Dodano: 23 września 2016r.

Odczytano jeden z najstarszych tekstów biblijnych

Zwój z Ein-Gedi został odczytany dzięki zastosowaniu najnowszych osiągnięć techniki. Znaleziono go w złej kondycji. Był zwęgloną bryłą zwierzęcego pergaminu.

Zwój z Qumran

 

Kiedy w 1970 roku znaleziono zwój z Ein-Gedi naukowcy jak jeden mąż twierdzili, że nie da się ich odczytać. To dlatego, że zabytek był niemalże doszczętnie spalony. Zwój znaleziono w bardzo złej kondycji. Był zwęgloną bryłą zwierzęcego pergaminu. Rozwinięcie zwoju równało się z jego bezpowrotnym zniszczeniem.

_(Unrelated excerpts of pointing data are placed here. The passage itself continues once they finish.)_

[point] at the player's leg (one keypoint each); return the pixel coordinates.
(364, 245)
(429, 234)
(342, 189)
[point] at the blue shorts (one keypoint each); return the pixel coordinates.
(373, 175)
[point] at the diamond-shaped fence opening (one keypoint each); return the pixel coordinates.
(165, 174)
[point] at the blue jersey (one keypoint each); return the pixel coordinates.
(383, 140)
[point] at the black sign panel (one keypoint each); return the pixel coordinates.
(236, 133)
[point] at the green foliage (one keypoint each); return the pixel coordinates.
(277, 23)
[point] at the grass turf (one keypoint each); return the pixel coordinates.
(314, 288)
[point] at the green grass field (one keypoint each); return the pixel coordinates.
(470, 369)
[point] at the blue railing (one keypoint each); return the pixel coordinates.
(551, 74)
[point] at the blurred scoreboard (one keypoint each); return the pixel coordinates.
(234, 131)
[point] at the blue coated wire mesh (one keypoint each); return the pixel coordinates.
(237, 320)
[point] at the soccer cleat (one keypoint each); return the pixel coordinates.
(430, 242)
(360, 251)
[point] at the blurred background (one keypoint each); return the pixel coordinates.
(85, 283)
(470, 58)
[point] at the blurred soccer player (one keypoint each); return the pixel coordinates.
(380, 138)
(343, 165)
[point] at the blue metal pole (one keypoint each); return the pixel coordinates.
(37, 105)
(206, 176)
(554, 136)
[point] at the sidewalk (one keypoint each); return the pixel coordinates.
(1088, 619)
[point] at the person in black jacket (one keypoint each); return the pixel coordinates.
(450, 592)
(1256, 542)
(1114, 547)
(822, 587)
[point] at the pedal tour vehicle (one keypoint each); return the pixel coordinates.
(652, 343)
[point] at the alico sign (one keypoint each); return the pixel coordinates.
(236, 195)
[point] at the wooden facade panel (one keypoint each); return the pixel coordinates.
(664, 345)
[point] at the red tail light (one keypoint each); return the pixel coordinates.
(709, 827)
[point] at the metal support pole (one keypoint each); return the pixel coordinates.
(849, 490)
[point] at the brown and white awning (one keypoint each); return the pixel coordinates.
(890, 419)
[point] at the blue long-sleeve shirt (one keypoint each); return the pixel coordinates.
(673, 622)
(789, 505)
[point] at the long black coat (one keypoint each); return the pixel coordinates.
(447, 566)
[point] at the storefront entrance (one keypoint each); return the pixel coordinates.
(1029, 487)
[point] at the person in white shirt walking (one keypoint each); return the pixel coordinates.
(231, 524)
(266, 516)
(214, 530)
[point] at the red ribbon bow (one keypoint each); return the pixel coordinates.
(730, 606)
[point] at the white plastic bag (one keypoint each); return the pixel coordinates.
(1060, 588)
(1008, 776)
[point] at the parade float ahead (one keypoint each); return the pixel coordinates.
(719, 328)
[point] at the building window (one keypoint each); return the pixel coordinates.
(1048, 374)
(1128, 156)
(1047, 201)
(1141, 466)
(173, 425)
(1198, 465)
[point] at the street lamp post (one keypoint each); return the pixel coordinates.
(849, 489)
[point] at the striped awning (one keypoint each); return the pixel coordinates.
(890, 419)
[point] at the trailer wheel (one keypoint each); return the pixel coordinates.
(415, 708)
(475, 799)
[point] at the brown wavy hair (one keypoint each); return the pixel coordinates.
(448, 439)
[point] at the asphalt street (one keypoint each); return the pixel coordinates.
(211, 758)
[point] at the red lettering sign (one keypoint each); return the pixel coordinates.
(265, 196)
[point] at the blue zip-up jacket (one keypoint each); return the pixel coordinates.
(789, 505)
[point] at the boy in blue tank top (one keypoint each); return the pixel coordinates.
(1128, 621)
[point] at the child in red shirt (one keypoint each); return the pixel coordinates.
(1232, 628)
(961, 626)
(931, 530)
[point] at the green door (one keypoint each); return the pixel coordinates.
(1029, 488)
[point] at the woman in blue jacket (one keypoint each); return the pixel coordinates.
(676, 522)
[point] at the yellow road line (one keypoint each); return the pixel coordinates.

Jednak przez ponad 40 lat technologia rozwinęła się na tyle, że badacze odczytali zwęglony zwój bez rozwijania go. Naukowcy z Uniwersytetu w Kentucky dostarczyli izraelskim uczonym w czytelnej formie zawartość zwoju. Pierwsze fragmenty analizy opublikowane w Advance Science ujawniają, że blisko 1500-letni zwój zawiera fragmenty Księgi Kapłańskiej napisanej w języku hebrajskim.


Zwój z Ein-Gedi


Jak odczytano zwój z Ein-Gedi? Na początku zwyczajnie zeskanowano zwęglone znalezisko. Następnie użyto specjalnego oprogramowania, które zostało zaprojektowane tak, by najpierw wykryć poszczególne strony na podstawie ich oczekiwanej geometrii. W kolejnym kroku badacze analizowali strukturę skanu i szukali zmian w jasności poszczególnych stron dokumentu. Obszary pokryte atramentem były jaśniejsze. Tym sposobem program pokazał słowa zapisane na zwoju.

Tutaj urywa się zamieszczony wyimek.